Certification and Career Path

Radiation oncology nurses start as registered nurses, and many enter the specialty after working in general oncology or medical-surgical nursing. Until recently, there was no certification specific to radiation oncology nursing. That’s changing: a new Radiation Oncology Certified Nurse (ROCN) credential is set to launch in 2026. To qualify, nurses will need at least two years of radiation oncology nursing experience, 2,000 hours of radiation oncology-specific practice, and 10 contact hours of specialized continuing education.
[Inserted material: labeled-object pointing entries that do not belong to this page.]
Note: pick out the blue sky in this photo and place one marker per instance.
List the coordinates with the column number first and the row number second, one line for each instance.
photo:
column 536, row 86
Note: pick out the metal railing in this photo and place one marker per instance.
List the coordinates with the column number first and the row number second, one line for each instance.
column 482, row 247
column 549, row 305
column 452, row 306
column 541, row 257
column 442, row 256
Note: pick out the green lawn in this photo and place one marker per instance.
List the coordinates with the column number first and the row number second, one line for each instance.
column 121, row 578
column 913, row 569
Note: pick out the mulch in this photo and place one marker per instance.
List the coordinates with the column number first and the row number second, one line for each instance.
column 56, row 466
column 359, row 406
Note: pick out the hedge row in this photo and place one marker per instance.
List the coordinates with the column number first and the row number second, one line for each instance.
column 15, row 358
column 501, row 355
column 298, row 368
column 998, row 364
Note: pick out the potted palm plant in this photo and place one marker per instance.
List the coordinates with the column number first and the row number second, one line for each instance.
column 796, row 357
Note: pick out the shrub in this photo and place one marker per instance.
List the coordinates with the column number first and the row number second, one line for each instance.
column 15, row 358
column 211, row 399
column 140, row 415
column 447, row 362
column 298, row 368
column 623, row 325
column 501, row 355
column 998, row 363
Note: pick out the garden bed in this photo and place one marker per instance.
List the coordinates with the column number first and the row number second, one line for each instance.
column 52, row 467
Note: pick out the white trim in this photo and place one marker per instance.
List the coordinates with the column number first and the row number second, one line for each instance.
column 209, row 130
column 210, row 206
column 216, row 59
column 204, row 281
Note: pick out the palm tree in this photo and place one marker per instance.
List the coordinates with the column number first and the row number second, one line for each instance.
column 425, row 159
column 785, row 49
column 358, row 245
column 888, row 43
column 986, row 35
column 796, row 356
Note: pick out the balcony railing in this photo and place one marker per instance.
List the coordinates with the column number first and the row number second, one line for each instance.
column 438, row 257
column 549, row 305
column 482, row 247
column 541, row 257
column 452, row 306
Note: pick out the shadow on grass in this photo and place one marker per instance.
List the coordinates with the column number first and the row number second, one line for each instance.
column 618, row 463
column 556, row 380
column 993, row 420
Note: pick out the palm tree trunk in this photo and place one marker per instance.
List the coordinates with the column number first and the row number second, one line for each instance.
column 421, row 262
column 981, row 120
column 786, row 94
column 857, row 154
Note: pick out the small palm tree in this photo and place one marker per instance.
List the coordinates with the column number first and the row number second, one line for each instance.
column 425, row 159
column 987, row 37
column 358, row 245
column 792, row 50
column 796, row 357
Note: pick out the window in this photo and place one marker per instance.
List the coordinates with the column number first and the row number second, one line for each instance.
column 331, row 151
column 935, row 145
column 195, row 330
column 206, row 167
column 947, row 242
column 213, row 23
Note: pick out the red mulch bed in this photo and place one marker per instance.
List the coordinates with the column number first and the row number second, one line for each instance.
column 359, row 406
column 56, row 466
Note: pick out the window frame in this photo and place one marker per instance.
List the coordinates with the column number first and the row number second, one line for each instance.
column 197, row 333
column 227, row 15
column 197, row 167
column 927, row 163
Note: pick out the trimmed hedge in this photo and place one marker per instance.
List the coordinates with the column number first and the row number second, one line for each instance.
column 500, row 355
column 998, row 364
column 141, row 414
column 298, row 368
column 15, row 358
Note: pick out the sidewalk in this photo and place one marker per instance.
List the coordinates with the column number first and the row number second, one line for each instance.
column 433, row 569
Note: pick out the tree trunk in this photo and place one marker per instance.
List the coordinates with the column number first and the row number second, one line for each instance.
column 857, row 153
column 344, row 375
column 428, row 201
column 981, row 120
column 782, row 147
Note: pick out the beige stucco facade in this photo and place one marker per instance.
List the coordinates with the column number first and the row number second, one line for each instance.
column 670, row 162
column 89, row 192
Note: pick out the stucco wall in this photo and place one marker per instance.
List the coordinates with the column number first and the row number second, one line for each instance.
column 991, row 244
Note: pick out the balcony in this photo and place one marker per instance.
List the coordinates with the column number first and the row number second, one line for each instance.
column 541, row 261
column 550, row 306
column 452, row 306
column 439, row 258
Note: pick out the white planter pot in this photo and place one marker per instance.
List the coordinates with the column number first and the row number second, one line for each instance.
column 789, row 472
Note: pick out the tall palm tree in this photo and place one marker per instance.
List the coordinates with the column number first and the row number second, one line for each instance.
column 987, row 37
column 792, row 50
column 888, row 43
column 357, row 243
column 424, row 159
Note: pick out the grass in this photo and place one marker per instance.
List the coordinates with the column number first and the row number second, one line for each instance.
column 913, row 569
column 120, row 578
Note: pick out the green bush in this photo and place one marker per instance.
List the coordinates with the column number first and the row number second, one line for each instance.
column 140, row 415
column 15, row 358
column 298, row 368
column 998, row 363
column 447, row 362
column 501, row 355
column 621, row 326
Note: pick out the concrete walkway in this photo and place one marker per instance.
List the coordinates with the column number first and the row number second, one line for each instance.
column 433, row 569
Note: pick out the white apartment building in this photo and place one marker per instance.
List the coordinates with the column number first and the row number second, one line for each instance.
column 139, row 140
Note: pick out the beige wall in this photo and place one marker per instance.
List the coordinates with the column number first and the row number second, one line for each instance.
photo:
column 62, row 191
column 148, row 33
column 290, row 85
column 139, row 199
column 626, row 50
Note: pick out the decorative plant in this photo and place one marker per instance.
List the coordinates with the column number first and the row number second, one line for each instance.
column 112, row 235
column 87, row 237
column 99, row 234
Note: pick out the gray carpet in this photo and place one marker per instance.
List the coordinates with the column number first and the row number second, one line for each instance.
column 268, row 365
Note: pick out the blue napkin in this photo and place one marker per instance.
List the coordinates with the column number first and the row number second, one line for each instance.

The creation of this certification reflects a growing recognition that radiation oncology nursing requires knowledge that goes well beyond general oncology. Managing radiation-specific side effects, understanding treatment physics at a functional level, and navigating brachytherapy safety protocols are all skills that take dedicated training and experience to develop.

Salary and Job Outlook

The Bureau of Labor Statistics does not track radiation oncology nurses as a separate category, but it lists oncology nursing as a recognized specialty within registered nursing. The median annual pay for registered nurses was $93,600 in 2024, and employment is projected to grow 5 percent from 2024 to 2034, which is faster than average. Nurses with specialized oncology experience and certification typically earn above the median, and demand for cancer care professionals is expected to remain strong as the population ages and treatment options expand.